I am sitting outside typing and in the distance, I hear the ominous rapid sound of automatic weapon fire and several loud booms that sound like they're inflicting damage and pain. The sounds are bouncing up, likely, from Cité Soleil, the slum by the sea. Amidst the firing, the 3:20 pm American Airlines flight to Miami soars just overhead, having departed about 20 minutes late. A Haitian has told us that the gangs possess hand held missile launchers and have attempted to shoot down the jets, whose flight pattern takes them over Soleil. Who knows, but this sounds like an urban legend.
We’ve been hearing a lot of gunfire lately. Eddie, one of the hotel waiters, pooh poohs my concerns when I mention it to him, “It’s just MINUSTAH (the U.N. troops) and chimeres (the gangs) fighting with each other. Nothing to worry about.”
Earlier this week, a Canadian U.N. soldier was killed near Soleil. He was driving another soldier to the airport, when their SUV was ambushed. He was shot in the leg and bled to death. A handful of U.N. soldiers have been killed since the U.N. has been stationed in Haiti: some Jordanians and Sri Lankans, but no one with skin as white as a Canadian.

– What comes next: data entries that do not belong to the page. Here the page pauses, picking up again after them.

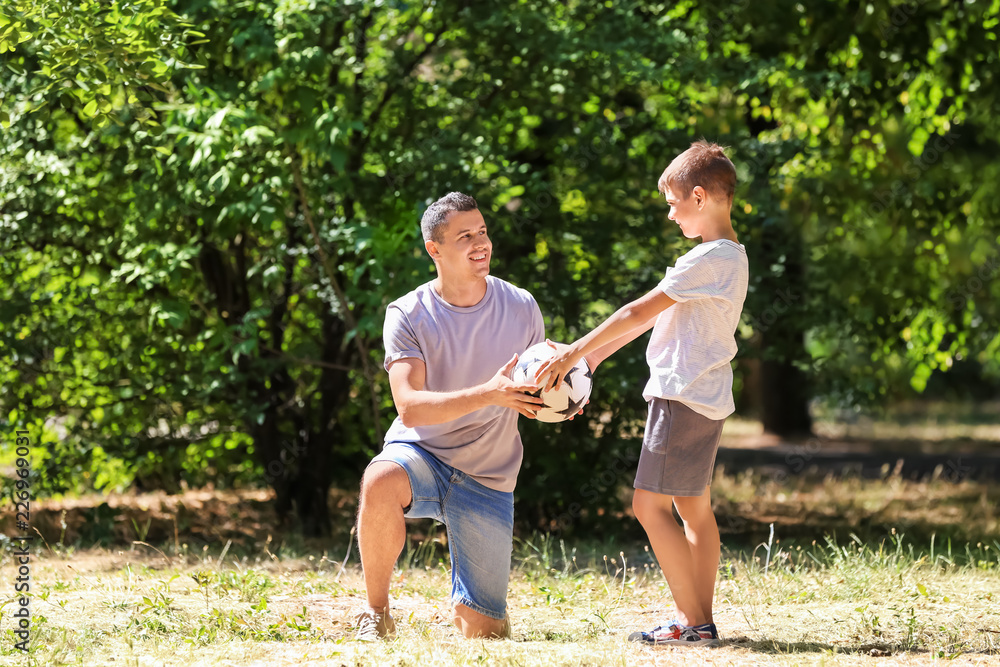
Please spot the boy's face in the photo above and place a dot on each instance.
(687, 213)
(465, 248)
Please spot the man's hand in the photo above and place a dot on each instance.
(503, 391)
(551, 373)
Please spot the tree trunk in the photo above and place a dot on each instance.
(784, 403)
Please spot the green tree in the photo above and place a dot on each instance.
(201, 299)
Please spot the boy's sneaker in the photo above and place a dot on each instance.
(675, 634)
(373, 625)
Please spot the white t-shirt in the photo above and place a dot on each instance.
(461, 348)
(694, 341)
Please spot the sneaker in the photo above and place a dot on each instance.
(675, 634)
(373, 625)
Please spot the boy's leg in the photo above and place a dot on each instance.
(673, 552)
(702, 534)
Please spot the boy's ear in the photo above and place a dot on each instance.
(700, 196)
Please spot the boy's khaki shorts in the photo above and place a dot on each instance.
(678, 450)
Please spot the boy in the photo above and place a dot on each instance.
(694, 312)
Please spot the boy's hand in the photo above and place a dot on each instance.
(551, 373)
(505, 392)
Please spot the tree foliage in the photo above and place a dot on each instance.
(194, 280)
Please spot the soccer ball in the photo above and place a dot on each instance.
(560, 404)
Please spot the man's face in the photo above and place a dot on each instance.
(465, 248)
(685, 212)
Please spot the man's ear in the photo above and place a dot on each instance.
(700, 196)
(432, 249)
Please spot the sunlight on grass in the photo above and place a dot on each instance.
(835, 601)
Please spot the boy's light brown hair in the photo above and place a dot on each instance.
(703, 164)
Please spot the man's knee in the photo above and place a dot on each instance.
(385, 481)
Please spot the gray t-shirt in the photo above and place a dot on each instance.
(461, 348)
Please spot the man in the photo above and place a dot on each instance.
(454, 451)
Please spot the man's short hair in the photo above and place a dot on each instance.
(437, 213)
(703, 164)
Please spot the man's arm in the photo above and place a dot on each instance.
(626, 324)
(419, 407)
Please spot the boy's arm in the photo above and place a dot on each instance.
(419, 407)
(626, 324)
(595, 358)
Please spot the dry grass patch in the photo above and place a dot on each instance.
(830, 603)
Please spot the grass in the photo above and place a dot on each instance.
(832, 602)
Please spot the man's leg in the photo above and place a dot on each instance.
(474, 625)
(385, 493)
(480, 525)
(655, 512)
(702, 534)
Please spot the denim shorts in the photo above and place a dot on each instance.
(479, 523)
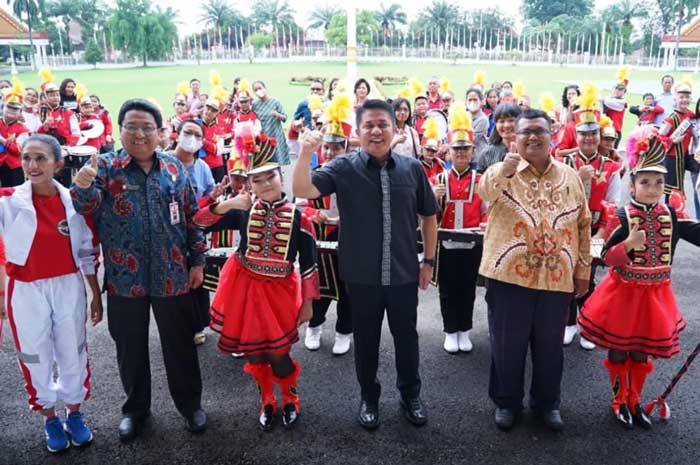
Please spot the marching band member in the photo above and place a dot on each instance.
(46, 299)
(324, 214)
(12, 133)
(633, 312)
(260, 301)
(457, 265)
(601, 182)
(432, 165)
(676, 131)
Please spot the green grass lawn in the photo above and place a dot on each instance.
(115, 86)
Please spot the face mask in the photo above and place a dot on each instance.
(190, 143)
(473, 106)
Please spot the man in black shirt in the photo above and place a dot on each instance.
(380, 195)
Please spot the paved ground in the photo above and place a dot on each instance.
(460, 429)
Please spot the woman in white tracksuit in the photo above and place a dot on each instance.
(47, 245)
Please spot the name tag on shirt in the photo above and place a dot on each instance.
(174, 213)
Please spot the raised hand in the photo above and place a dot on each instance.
(87, 173)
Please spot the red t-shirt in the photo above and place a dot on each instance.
(50, 255)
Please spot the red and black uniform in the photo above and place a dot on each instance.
(634, 308)
(331, 286)
(11, 173)
(433, 168)
(603, 191)
(212, 132)
(259, 295)
(457, 266)
(676, 159)
(85, 123)
(60, 127)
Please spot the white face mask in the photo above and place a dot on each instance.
(473, 106)
(190, 143)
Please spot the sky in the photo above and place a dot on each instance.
(191, 10)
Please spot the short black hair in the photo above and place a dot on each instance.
(396, 103)
(361, 81)
(139, 104)
(375, 104)
(503, 110)
(193, 121)
(49, 141)
(476, 91)
(534, 114)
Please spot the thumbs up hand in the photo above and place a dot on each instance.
(510, 162)
(87, 173)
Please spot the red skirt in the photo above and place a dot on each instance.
(627, 316)
(255, 314)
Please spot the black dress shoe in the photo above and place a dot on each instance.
(641, 418)
(624, 417)
(553, 420)
(414, 411)
(289, 415)
(369, 415)
(267, 418)
(197, 422)
(505, 418)
(131, 426)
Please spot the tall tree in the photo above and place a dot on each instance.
(545, 10)
(142, 31)
(322, 16)
(389, 17)
(30, 11)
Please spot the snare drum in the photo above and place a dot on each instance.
(214, 262)
(77, 156)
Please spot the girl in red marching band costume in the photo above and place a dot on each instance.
(46, 299)
(633, 311)
(457, 266)
(260, 301)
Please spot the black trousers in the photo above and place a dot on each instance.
(520, 318)
(11, 177)
(368, 304)
(200, 307)
(457, 274)
(128, 320)
(578, 302)
(343, 323)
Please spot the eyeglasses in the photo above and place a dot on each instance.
(539, 132)
(146, 130)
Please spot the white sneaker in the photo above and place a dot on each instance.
(586, 344)
(312, 341)
(465, 344)
(341, 346)
(451, 344)
(569, 333)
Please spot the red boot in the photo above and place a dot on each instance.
(638, 375)
(262, 375)
(290, 397)
(620, 386)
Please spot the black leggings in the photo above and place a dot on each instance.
(281, 364)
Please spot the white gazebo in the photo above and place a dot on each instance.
(13, 32)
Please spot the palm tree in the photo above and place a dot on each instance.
(388, 17)
(32, 9)
(322, 16)
(440, 15)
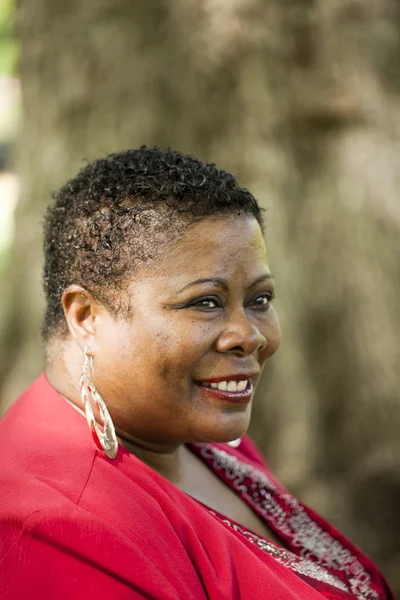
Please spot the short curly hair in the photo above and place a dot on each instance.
(118, 212)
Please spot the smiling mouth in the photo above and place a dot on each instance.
(229, 391)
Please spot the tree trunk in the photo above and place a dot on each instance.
(300, 100)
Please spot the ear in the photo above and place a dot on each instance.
(81, 312)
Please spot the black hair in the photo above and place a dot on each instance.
(118, 212)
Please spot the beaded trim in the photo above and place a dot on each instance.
(291, 520)
(288, 559)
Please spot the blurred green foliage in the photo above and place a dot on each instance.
(8, 43)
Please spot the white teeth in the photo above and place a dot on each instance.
(228, 386)
(241, 386)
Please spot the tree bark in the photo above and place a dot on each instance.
(300, 100)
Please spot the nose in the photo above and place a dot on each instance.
(241, 336)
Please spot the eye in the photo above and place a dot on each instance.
(207, 302)
(263, 300)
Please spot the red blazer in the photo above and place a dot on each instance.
(75, 524)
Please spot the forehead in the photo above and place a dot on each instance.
(219, 246)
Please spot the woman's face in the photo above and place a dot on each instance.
(200, 316)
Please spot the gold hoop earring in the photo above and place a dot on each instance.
(235, 443)
(104, 437)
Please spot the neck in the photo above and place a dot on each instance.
(63, 372)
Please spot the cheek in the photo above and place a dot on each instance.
(273, 335)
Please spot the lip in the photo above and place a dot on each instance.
(225, 396)
(240, 377)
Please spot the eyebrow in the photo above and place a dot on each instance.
(223, 283)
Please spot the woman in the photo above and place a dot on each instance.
(158, 323)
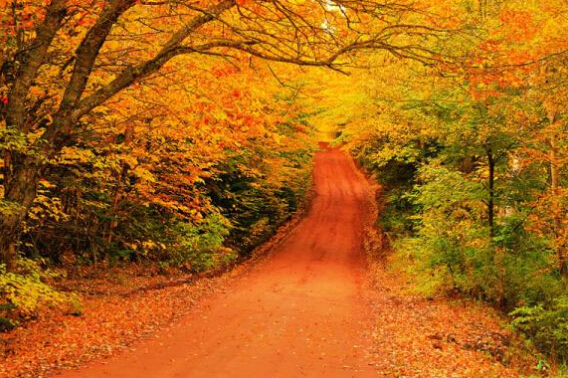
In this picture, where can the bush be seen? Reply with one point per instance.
(24, 294)
(547, 325)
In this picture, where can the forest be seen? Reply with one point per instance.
(178, 136)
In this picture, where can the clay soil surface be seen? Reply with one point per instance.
(312, 307)
(302, 312)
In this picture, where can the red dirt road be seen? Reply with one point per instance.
(302, 312)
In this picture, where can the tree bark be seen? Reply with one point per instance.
(557, 220)
(491, 201)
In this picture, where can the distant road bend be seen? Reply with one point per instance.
(302, 312)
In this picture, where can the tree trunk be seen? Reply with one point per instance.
(491, 202)
(555, 188)
(20, 192)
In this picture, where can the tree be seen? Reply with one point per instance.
(64, 59)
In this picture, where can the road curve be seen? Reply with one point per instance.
(302, 312)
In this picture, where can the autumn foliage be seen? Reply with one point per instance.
(180, 134)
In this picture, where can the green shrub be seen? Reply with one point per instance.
(24, 294)
(547, 325)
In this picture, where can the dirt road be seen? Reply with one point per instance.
(300, 313)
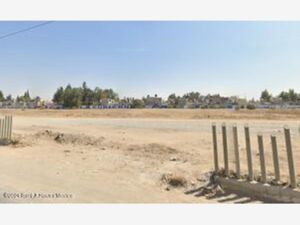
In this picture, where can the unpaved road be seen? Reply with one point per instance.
(120, 160)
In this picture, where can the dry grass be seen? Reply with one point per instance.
(269, 114)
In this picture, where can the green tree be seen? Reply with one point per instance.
(284, 96)
(1, 96)
(292, 95)
(87, 95)
(59, 96)
(172, 101)
(137, 104)
(265, 96)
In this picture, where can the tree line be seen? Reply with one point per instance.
(290, 96)
(74, 97)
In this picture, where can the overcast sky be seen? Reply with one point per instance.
(140, 58)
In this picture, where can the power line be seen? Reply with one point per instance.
(25, 29)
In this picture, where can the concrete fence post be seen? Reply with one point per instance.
(275, 158)
(289, 151)
(236, 151)
(249, 154)
(2, 128)
(10, 127)
(262, 158)
(225, 149)
(5, 127)
(215, 145)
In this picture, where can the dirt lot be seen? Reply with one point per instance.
(127, 156)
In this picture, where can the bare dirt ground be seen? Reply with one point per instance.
(128, 156)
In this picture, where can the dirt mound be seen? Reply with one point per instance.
(75, 139)
(152, 150)
(174, 180)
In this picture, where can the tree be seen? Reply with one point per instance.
(265, 96)
(72, 97)
(284, 96)
(292, 95)
(1, 96)
(137, 103)
(172, 101)
(87, 95)
(59, 96)
(8, 98)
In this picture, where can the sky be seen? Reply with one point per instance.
(137, 58)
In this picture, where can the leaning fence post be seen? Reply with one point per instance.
(289, 150)
(249, 155)
(1, 129)
(262, 158)
(225, 149)
(215, 144)
(5, 127)
(275, 158)
(10, 127)
(236, 151)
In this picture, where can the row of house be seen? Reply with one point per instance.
(209, 101)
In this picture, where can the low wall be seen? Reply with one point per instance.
(268, 193)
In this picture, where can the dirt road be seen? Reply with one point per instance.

There will be reprisals, and they will be severe. In fact, it may be the reprisals I'm hearing. The very unfortunate thing about the shooting expeditions into Soleil is that innocent people, who are also terrorized by the gangs, will likely be killed. Unavoidable “collateral damage” says interim Prime Minister Gerard LaTortue, in a favorite phrase of warring presidents.
Many of the U.N troops aren't exactly professional soldiers. I heard a Canadian observer say that she thought the U.N.'s lack of response when they've witnessed kidnappings could be due to anti-American sentiment. The Jordanian troops might not be big fans of Americans.
Who knows? In Haiti, truth is an elusive animal.